Yang lebih mengagumkan adalah seorang anggota komite di Taichung, Zhen-ye. Pascagempa di Taiwan pada tahun 1999, dia sudah bergabung ke dalam Tzu Chi dan dilantik pada tahun 2007. Hidupnya penuh dengan rintangan. Namun, dia sangat optimis. Lihatlah, tubuhnya begitu kecil. Pertumbuhannya berbeda dengan orang-orang pada umumnya karena saat duduk di bangku SD, dia menderita penyakit tulang rapuh sehingga mudah mengalami patah tulang. Meski demikian, tekadnya untuk menuntut ilmu tidak kalah dari anak lain.
Meski saat duduk di bangku SD, pendidikannya terputus beberapa kali dan membuatnya merasa rendah diri, tetapi setelah masuk ke jenjang sekolah menengah dan berbaur dengan teman-teman sekolahnya, rasa rendah dirinya pun semakin berkurang. Dia bisa membuka pintu hatinya dan belajar dengan tekun hingga menyelesaikan jenjang sekolah menengah. Dia juga pergi ke tempat pelatihan keterampilan untuk mempelajari keterampilan.
Pada usia 20-an tahun, dia pergi ke Taipei untuk bekerja. Jalinan jodoh membuatnya mengenal suaminya di sana. Suaminya adalah seorang penderita bibir sumbing, tetapi mereka saling menghargai dan saling mengasihi. Mereka menikah dan telah memiliki seorang putri. Putri mereka sangat cantik. Suaminya juga sangat baik. Keluarga kecil ini menjalani hidup dengan bahagia.
Dia dilantik pada tahun 2007. Setelah dilantik, keaktifannya dalam kegiatan Tzu Chi tidak kalah dari relawan lain. Donaturnya juga sangat banyak. Suatu kali, seorang donator yang juga merupakan temannya menelepon untuk menceritakan penderitaan batin yang sedang dialaminya. Temannya juga berkata bahwa dia ingin bunuh diri. Lewat telepon, Zhen-ye berkata kepada temannya, “Tunggu sebentar, saya akan segera menjengukmu.” Lalu, dia mengendarai motor ke rumah temannya dan berbincang-bincang dengannya. Dia berbagi tentang berbagai pengalamannya dan berusaha membimbing temannya.

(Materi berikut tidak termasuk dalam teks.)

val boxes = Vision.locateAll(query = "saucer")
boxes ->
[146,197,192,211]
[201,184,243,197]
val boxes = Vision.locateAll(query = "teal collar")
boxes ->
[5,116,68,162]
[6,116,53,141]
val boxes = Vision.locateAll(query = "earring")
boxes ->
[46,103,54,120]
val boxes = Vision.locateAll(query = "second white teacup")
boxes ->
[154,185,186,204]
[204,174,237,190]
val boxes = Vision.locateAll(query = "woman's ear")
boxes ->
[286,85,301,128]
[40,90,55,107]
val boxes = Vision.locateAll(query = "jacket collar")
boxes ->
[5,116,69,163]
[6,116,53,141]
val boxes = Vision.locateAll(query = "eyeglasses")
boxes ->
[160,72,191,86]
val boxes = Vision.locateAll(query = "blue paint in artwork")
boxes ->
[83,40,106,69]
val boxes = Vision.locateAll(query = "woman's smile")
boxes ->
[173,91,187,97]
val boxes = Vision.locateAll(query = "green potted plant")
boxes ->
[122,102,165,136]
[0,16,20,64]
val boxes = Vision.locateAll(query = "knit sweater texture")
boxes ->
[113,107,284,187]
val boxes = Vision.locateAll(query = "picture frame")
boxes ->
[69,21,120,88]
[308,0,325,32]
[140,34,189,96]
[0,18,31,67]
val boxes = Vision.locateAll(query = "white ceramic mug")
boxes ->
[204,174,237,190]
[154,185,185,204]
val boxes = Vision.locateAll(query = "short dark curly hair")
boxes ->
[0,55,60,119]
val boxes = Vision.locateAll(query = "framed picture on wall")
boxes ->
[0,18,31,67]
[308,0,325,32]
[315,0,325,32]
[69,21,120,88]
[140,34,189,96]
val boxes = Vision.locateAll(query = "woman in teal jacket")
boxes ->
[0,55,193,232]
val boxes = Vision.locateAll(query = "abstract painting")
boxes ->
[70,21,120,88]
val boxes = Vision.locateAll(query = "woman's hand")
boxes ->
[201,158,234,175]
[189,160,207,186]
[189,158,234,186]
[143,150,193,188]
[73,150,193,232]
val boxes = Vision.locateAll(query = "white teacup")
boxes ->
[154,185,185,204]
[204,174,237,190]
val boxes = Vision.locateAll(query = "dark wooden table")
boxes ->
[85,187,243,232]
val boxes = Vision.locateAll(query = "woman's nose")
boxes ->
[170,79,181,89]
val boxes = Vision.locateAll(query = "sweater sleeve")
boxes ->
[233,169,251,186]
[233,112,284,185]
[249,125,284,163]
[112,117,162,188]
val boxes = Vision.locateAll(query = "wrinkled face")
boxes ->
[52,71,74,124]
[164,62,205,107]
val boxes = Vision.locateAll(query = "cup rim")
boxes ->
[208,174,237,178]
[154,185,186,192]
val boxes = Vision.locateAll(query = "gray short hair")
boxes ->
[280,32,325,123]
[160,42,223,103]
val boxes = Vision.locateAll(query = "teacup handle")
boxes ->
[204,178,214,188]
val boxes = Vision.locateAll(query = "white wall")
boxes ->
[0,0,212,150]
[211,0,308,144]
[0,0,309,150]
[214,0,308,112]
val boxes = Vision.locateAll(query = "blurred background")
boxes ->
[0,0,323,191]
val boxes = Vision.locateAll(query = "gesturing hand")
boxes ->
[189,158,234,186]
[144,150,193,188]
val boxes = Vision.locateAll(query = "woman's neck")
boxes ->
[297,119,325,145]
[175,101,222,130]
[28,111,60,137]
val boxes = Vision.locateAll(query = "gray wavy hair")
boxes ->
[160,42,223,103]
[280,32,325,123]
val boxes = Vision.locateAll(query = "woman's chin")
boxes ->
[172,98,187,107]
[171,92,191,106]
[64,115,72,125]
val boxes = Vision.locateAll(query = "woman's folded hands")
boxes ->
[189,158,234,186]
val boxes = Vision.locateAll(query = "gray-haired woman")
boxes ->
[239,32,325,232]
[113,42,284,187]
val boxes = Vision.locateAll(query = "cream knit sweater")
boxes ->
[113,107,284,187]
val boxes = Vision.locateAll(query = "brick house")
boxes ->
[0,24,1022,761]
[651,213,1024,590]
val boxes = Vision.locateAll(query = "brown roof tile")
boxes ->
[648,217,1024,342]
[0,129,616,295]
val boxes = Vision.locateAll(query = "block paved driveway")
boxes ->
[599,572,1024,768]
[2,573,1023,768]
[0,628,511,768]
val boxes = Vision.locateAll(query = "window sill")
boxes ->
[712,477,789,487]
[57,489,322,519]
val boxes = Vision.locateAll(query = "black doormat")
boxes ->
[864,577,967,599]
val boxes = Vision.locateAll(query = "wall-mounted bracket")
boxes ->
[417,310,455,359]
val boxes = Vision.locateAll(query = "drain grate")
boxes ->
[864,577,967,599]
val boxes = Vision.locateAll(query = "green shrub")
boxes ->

Saat dia hendak berdiri dengan bertumpu pada tangannya, tiba-tiba terdengar sebuah suara. Ternyata tulang tangannya patah lagi. Temannya terkejut dan memintanya untuk segera memeriksakan diri ke dokter. Dengan tenang dan sambil tersenyum, dia berkata, “Tidak apa-apa, tulang saya sering patah.” “Saya sudah terbiasa. Tidak apa-apa.” Sambil berkata begitu, dia melepaskan jaket yang dipakainya dan menggunakannya untuk menopang tangannya yang patah. Lalu, dia berkata, “Saya sudah bisa pulang sekarang.” Temannya berkata, “Kakimu tidak bisa digerakkan dengan leluasa. Kini kamu hanya bisa menggunakan satu tangan untuk mengendarai motor. Berbahaya tidak?” Dia berkata, “Saya sudah terbiasa seperti ini. Kamu tenang saja.”
Kali itu, untuk menempuh jarak yang biasanya hanya membutuhkan waktu selama 20 menit, dia menghabiskan waktu selama 40 hingga 50 menit. Dia mengendarai motor pelan-pelan. Setelah dia tiba di rumah, temannya menelepon lagi dan berkata, “Melihatmu seperti ini, saya sungguh sangat tercengang. Saya juga merasa sangat malu. Tenang saja, saya tidak berniat bunuh diri lagi.” Setelah melihat kondisnya, temannya berkata, “Saya akan sungguh-sungguh mengasihi tubuh saya. Saya tidak ingin bunuh diri lagi.” Jadi, patah tulang yang dia alami saat itu telah menyelamatkan temannya. Dia pun juga sangat bersyukur karena dapat menyelamatkannya.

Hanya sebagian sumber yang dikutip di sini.